Daarnaast speelt een rol in de beoordeling dat de man en vrouw een geheel andere beleving hebben van de manier waarop zij met elkaar omgaan. De man is van mening dat zij als ouders heel goed kunnen overleggen en spreekt daarbij van liefdevol contact. De vrouw ervaart angst in het contact met de man en omschrijft hem als dwingend, controlerend, achterdochtig, onberekenbaar en impulsief, zodat zij zich niet tegen hem opgewassen voelt.

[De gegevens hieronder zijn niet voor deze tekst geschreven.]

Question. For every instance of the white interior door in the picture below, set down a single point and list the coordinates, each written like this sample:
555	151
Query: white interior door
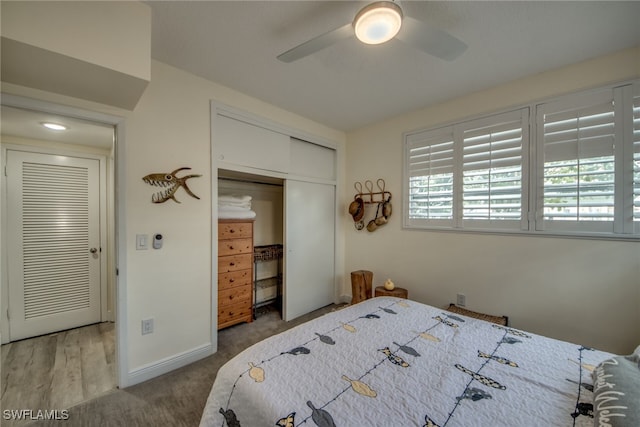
309	280
53	227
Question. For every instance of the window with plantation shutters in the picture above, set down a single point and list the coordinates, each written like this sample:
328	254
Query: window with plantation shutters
636	159
429	156
468	175
574	172
492	168
576	161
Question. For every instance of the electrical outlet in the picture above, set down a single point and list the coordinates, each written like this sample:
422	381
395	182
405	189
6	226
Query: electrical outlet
147	326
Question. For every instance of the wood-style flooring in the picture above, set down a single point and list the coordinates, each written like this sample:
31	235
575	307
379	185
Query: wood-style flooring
59	370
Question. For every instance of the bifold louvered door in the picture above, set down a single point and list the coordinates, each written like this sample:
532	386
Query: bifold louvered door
53	247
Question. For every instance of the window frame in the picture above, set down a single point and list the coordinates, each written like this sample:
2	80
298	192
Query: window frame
626	96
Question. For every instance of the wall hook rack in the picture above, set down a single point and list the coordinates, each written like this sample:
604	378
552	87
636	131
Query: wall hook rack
382	198
369	196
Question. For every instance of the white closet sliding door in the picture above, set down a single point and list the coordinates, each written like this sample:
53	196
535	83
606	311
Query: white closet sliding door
54	232
310	247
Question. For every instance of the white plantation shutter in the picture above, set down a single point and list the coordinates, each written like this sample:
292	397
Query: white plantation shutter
636	158
577	164
492	168
429	159
577	172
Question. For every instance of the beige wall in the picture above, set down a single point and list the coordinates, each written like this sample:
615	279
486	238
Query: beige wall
170	128
584	291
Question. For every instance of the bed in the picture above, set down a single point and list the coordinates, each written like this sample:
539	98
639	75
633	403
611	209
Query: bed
395	362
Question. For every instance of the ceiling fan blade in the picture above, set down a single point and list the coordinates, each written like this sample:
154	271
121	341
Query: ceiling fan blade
317	43
431	40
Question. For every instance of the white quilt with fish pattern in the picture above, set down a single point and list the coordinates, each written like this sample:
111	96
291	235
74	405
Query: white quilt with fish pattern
395	362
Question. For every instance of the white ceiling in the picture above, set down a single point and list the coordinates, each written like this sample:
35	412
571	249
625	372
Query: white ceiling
350	85
28	124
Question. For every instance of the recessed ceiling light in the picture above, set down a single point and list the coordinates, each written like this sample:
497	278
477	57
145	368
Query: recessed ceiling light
54	126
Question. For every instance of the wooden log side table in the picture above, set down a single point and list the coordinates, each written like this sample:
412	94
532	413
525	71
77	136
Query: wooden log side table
396	292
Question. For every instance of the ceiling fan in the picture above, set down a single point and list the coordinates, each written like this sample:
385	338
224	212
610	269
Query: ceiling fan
379	22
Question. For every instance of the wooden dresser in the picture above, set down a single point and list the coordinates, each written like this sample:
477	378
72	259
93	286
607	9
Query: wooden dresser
235	272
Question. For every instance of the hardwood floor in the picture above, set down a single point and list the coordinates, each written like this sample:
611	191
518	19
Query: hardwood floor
57	371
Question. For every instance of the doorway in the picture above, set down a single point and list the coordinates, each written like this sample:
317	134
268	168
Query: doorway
88	145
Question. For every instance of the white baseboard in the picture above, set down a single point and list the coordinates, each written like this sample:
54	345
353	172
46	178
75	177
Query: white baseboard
168	364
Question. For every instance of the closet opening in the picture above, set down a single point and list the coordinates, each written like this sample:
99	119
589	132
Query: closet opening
264	196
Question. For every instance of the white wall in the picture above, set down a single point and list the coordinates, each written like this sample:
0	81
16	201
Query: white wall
588	291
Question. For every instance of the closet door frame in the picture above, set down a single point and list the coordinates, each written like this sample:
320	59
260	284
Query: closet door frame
220	109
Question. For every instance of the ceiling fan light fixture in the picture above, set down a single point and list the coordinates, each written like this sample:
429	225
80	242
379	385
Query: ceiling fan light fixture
378	22
54	126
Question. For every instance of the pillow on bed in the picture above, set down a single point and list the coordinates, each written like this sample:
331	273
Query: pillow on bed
616	393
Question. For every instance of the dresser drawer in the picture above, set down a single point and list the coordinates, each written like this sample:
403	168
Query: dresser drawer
234	279
234	263
235	247
235	313
235	230
235	295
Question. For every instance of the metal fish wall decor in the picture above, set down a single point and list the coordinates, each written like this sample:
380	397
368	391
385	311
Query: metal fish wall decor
171	182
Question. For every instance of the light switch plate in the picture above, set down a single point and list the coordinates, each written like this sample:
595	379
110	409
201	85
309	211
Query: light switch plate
142	242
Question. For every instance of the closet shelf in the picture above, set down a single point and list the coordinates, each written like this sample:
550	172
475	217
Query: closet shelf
267	252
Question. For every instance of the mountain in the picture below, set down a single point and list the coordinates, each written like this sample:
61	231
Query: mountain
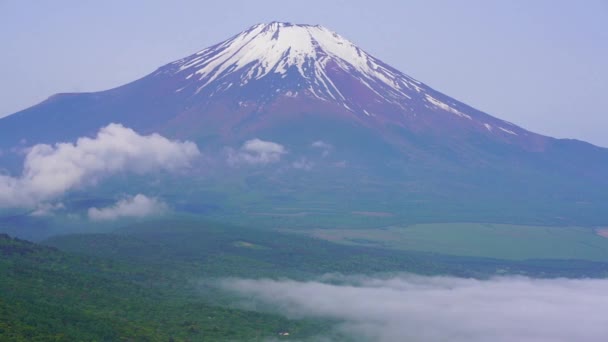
409	148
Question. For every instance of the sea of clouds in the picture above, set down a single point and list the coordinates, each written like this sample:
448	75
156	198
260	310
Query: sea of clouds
421	308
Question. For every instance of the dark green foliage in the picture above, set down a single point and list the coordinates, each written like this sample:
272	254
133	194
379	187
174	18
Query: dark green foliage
47	295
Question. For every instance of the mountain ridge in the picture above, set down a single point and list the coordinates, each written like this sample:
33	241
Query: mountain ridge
383	124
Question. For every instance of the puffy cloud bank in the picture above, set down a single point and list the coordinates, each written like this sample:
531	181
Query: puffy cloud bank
137	206
416	308
50	171
256	152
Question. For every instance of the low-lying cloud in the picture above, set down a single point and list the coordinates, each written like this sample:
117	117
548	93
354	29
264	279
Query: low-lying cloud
417	308
256	152
50	171
138	206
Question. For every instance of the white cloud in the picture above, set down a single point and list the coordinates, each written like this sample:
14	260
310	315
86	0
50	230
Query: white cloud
47	209
323	146
256	151
138	206
50	171
416	308
303	164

Verder weegt de rechtbank mee dat zij bedenkingen heeft bij de wijze waarop de man invulling geeft aan zijn gezag. Zo heeft hij zich in contact met de basisschool van de kinderen op een manier opgesteld die de leerkracht als onprettig heeft ervaren doordat hij vergaand doorvroeg op de wijze waarop de school de kinderen eventueel bestraft.
5.7.
De rechtbank is van oordeel dat de problematiek van de man nog dusdanig op de voorgrond ligt, dat dit van invloed is op zijn gedrag en het contact met de vrouw. Dat de vrouw, mede in het licht van de ernstige feiten waarvoor de man veroordeeld is en de door haar gestelde voorgeschiedenis van huiselijk geweld dan wel vele ruzies, angst ervaart in het contact met de man, is naar het oordeel van de rechtbank begrijpelijk. Dat de man zich in detentie als een modelgevangene gedraagt en is gestopt met drugsgebruik, maakt dit niet anders omdat dit plaatsvindt in een afgesloten omgeving met veel structuur en regels, hetgeen wezenlijk verschilt van het leven buiten detentie. Nu de man over onvoldoende inzicht in zijn problematiek lijkt te beschikken en daarbij niet intrinsiek gemotiveerd lijkt om hieraan te werken, acht de rechtbank het niet voorstelbaar dat de situatie zich op korte termijn ten voordele zal veranderen. Onder die omstandigheden is de rechtbank van oordeel dat het gelet op de voorstelbare angst van de vrouw niet van haar gevergd kan worden dat zij gezamenlijk met de man het gezag uitoefent. De met deze angst gepaard gaande spanningen in het contact met de man en de zorgen over de periode dat de man niet langer gedetineerd of opgenomen zal zijn, zijn niet goed voor het welzijn van de vrouw, zoals ter zitting ook duidelijk werd toen de vrouw hierover sprak. Daarmee is wijziging van het gezag noodzakelijk in het belang van de kinderen, omdat zij voor hun dagelijkse opvoeding en verzorging volledig afhankelijk zijn van de vrouw. Bovendien leidt de situatie waarin de vrouw zich niet opgewassen voelt tegen de man ertoe dat de kinderen klem en verloren zullen raken tussen hun ouders. De rechtbank verwacht, gelet op het voorgaande, niet dat hierin binnen afzienbare tijd verbetering zal komen.
5.8.
De rechtbank hecht er waarde aan te benadrukken dat de beslissing over het gezag los staat van de omgang tussen de man en de kinderen. Er is sprake van regelmatig contact tussen de man en de kinderen en dat verandert niet door deze uitspraak.
5.9.
De rechtbank zal bepalen dat het gezamenlijk gezag van de man wordt beëindigd en dat de vrouw voortaan alleen met het ouderlijk gezag over de kinderen wordt belast.

6.Beslissing

De rechtbank:
6.1.
beëindigt het gezag van de man over de minderjarigen:
[minderjarige 1] , geboren op [geboortedag] 2018 in de gemeente [geboorteplaats 1] en
[minderjarige 2] , geboren op [geboortedag] 2019 in de gemeente [geboorteplaats 1] ;
6.2.
bepaalt dat de vrouw voortaan alleen met de uitoefening van het gezag over de hiervoor genoemde minderjarigen zal zijn belast, voor zover haar bevoegdheid daartoe niet door een eerdere rechterlijke beslissing is uitgesloten;
6.3.
gelast dat de griffier in deze rechtbank deze beslissing inschrijft in het gezagsregister;
6.4.
verklaart deze beschikking uitvoerbaar bij voorraad.
Deze beschikking is gegeven door mr. F. van der Meulen, (kinder)rechter, bijgestaan door de griffier en in het openbaar uitgesproken op 12 juli 2024.